I mean, he literally said so here. They are also actors and actresses. It may have been lazy on 343’s part to not take the accent into consideration but the framing of the situation most definitely shows that they are his family. I needn’t pull up all of the dialogue.
Your point on him just being a bad person for stealing a pelican, although more applicable, is very shallow as you are not taking into consideration what I said in a previous comment in this thread:
I kind of like this theory, but not because I think that the pilot is a bad character. I think it tells a better story to have a morally ambiguous character. Even if this theory is true, he still helped chief despite all the danger throughout the campaign (possibly because of remorse for his actions). I don’t think his flaws make him a bad character, in fact, I think the opposite. The early halo lore operated in that grey-area of morals.
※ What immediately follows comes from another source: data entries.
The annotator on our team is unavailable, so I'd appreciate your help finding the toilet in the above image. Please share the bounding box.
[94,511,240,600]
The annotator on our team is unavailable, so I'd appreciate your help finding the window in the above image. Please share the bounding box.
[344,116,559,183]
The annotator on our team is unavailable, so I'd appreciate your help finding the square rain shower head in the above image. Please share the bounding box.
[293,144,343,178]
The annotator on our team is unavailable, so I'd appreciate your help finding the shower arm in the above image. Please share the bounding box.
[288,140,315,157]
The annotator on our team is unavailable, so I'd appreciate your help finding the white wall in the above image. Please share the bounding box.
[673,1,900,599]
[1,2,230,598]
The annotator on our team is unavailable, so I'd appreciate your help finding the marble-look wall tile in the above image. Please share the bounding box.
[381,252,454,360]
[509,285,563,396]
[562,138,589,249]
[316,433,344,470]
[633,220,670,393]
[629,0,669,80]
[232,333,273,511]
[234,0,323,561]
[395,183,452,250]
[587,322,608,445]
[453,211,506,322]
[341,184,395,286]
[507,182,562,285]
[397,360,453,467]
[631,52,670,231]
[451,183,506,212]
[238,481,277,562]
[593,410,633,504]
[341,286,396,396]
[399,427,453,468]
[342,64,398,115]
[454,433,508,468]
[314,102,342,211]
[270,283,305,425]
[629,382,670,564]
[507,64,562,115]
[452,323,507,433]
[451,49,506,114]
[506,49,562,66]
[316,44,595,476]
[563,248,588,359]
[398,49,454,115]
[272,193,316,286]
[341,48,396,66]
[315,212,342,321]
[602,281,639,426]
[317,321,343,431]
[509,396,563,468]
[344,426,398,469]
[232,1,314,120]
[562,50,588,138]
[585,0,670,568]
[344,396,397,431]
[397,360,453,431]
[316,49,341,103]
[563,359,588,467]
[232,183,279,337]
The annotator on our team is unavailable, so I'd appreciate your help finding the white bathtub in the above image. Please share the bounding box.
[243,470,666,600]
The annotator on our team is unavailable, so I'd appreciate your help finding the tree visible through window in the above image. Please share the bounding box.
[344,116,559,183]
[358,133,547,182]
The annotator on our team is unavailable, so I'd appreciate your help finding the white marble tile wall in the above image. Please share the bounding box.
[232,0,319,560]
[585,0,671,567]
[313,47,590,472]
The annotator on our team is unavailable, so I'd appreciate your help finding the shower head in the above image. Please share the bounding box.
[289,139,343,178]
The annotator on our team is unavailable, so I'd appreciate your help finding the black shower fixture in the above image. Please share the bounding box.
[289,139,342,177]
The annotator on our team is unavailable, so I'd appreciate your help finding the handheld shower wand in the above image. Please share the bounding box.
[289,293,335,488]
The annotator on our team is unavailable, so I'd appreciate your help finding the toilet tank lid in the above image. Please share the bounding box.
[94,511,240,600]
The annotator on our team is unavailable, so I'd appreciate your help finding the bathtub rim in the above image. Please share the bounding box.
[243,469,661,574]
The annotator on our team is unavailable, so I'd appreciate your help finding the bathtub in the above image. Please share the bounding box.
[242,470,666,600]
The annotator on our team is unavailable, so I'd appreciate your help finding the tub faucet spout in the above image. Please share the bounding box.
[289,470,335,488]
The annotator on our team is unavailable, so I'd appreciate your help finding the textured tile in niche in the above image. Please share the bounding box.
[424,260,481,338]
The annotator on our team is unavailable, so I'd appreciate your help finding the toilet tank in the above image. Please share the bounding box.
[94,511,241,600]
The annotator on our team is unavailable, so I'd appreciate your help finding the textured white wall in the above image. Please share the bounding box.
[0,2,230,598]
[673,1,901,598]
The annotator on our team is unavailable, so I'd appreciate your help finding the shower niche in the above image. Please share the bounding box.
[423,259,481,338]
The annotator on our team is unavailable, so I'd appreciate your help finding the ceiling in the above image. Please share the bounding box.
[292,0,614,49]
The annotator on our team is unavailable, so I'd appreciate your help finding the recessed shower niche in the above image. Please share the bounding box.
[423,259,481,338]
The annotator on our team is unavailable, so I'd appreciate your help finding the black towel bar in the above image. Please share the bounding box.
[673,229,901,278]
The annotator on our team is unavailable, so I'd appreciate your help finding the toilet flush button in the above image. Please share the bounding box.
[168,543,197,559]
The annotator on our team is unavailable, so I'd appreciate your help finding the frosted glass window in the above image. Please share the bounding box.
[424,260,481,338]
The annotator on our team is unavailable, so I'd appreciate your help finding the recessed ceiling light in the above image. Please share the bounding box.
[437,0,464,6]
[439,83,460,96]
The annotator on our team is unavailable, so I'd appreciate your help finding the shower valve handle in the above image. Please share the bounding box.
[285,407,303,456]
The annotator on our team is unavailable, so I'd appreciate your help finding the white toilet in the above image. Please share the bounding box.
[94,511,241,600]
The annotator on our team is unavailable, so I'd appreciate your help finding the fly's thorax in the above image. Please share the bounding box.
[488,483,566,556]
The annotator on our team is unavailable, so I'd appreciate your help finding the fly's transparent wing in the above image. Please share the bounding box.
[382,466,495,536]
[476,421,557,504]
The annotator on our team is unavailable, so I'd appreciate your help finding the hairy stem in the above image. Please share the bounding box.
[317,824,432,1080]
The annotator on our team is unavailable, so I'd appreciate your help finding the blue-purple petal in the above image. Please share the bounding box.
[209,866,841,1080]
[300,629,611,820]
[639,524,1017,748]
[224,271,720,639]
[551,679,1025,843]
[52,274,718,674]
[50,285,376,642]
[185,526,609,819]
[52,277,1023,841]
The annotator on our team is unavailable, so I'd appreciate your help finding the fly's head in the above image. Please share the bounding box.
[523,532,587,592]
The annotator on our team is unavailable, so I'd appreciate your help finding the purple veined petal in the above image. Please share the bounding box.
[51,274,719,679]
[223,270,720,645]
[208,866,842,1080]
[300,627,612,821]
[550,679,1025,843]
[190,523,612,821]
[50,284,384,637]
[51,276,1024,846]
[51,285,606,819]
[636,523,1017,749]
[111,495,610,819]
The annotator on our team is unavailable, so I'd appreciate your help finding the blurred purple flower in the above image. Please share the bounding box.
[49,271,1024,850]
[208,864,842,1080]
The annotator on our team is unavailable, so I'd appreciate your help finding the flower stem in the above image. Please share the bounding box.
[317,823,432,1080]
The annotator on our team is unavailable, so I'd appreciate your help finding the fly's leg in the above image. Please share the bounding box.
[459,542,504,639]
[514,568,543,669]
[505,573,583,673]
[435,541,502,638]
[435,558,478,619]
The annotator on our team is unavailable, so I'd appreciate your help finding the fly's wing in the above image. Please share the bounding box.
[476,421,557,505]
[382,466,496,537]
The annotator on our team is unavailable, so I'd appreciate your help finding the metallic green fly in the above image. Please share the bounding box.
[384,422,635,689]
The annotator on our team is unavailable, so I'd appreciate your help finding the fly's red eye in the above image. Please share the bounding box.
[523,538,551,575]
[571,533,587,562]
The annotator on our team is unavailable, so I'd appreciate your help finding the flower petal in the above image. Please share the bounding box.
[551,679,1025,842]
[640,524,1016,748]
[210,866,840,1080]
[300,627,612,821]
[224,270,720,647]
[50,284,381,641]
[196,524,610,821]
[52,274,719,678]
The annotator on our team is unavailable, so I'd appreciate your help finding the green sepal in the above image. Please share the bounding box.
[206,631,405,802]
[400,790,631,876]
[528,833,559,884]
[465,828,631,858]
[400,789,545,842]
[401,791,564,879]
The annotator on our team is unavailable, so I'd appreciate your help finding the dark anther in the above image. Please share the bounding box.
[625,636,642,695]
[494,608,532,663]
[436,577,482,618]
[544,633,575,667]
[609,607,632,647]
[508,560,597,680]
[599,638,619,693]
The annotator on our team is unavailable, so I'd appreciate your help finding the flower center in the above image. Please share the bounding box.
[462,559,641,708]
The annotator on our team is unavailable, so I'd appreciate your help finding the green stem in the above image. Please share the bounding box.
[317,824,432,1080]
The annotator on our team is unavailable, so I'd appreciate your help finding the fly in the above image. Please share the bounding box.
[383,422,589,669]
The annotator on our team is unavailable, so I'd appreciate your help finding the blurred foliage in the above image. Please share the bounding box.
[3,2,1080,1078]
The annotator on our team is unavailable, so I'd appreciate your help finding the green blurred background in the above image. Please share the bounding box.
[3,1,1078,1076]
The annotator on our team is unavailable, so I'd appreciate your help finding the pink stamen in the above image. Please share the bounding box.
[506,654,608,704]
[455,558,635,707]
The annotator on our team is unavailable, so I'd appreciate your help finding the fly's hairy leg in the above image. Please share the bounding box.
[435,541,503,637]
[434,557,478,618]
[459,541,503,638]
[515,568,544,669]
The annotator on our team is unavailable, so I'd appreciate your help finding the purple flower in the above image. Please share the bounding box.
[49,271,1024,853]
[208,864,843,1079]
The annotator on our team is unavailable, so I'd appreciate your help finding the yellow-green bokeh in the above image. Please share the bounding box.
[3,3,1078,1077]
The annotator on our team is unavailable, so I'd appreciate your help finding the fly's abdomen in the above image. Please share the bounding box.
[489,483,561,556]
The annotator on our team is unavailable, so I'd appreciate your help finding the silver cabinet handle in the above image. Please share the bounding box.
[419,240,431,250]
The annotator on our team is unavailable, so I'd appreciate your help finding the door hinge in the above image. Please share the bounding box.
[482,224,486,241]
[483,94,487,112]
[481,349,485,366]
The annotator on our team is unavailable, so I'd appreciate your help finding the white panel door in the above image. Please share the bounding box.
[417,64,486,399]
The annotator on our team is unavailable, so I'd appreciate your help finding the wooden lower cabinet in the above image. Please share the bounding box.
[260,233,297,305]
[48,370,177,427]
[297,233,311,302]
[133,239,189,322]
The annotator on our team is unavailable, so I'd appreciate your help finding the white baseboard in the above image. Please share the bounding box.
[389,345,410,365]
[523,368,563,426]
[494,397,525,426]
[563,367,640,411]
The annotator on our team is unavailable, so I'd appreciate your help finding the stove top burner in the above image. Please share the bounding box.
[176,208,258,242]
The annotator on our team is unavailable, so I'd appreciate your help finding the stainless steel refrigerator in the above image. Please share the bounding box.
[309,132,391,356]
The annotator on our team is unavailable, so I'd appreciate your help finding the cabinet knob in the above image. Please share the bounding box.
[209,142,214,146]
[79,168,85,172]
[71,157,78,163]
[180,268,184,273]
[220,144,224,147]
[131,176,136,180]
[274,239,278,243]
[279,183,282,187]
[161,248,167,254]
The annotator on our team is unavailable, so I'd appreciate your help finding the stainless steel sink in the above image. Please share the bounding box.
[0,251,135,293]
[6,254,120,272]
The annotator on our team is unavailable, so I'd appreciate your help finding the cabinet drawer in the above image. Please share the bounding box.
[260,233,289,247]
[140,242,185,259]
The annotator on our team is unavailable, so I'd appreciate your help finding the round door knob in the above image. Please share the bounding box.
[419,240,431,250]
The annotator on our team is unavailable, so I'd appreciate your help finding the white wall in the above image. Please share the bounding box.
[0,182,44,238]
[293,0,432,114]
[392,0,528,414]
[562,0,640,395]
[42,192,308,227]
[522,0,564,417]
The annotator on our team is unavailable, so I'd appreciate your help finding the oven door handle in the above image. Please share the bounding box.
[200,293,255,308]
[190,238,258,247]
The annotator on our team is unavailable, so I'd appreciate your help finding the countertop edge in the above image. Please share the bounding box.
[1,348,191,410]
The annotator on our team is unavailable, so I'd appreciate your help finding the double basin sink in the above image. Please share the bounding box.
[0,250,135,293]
Take Dr Halsey for example: it’s pretty obvious that she was a psychopath who was perfectly fine with kidnapping children, training them to be soldiers, killing and maiming half of them in an experiment, and killing insurrectionists with them. But if not for her, the Spartans wouldn’t have existed and the covenant might have won. It makes an interesting story to have these moral dilemmas thrown in.
This seems more based on your own personal dislike of the character and less on concrete facts. We’re reading a lot into a pretty brief backstory. As for the family not looking or sounding the same as the pilot, who’s to say that the child wasn’t from a prior relationship?